Talk Title: "Femtosecond frequency combs:  precision spectroscopy from the UV to the XUV"

Abstract:

The fs frequency comb has proven to be a powerful tool in both precision spectroscopy and ultrafast science. By providing a direct phase-coherent link between optical and microwave frequencies it has dramatically simplified the precision measurement of optical transitions while simultaneously enabling access to sub-cycle control and synchronization of optical fields. It’s use has thus far been limited to wavelengths in the deep-UV or longer (>200 nm).

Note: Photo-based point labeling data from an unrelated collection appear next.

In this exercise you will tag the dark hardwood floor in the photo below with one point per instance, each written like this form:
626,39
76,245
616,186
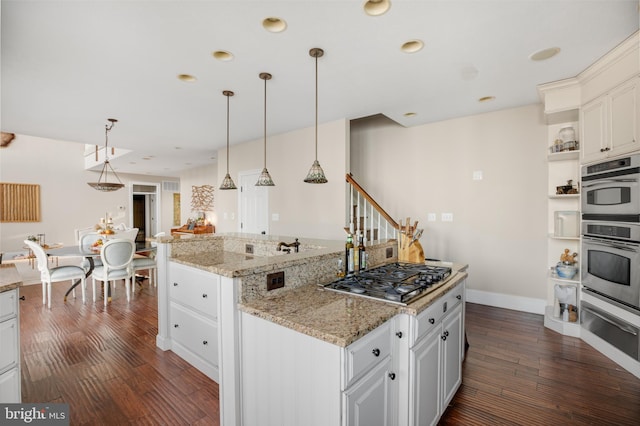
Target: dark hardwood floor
105,364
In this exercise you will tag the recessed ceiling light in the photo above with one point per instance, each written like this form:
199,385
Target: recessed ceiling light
544,54
274,25
487,99
186,78
412,46
222,55
377,7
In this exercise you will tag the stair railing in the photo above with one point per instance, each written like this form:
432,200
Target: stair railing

In this talk, I will discuss experiments utilizing the fs frequency comb for precision spectroscopy at UV wavelengths and development of sources at extreme-wavelengths (XUV) below 100 nm. The first experimental effort is in the development of an optical atomic clock based on a narrow transition in neutral mercury atoms. A laser-cooled ensemble of mercury offers excellent prospects as a next generation optical frequency standard. The second effort is focused on extending precision spectroscopy into the XUV using intra-cavity high harmonic generation (HHG) with a fs frequency comb. I will discuss current results, simulations that highlight the limitations of this approach, and planned experiments utilizing this unique source.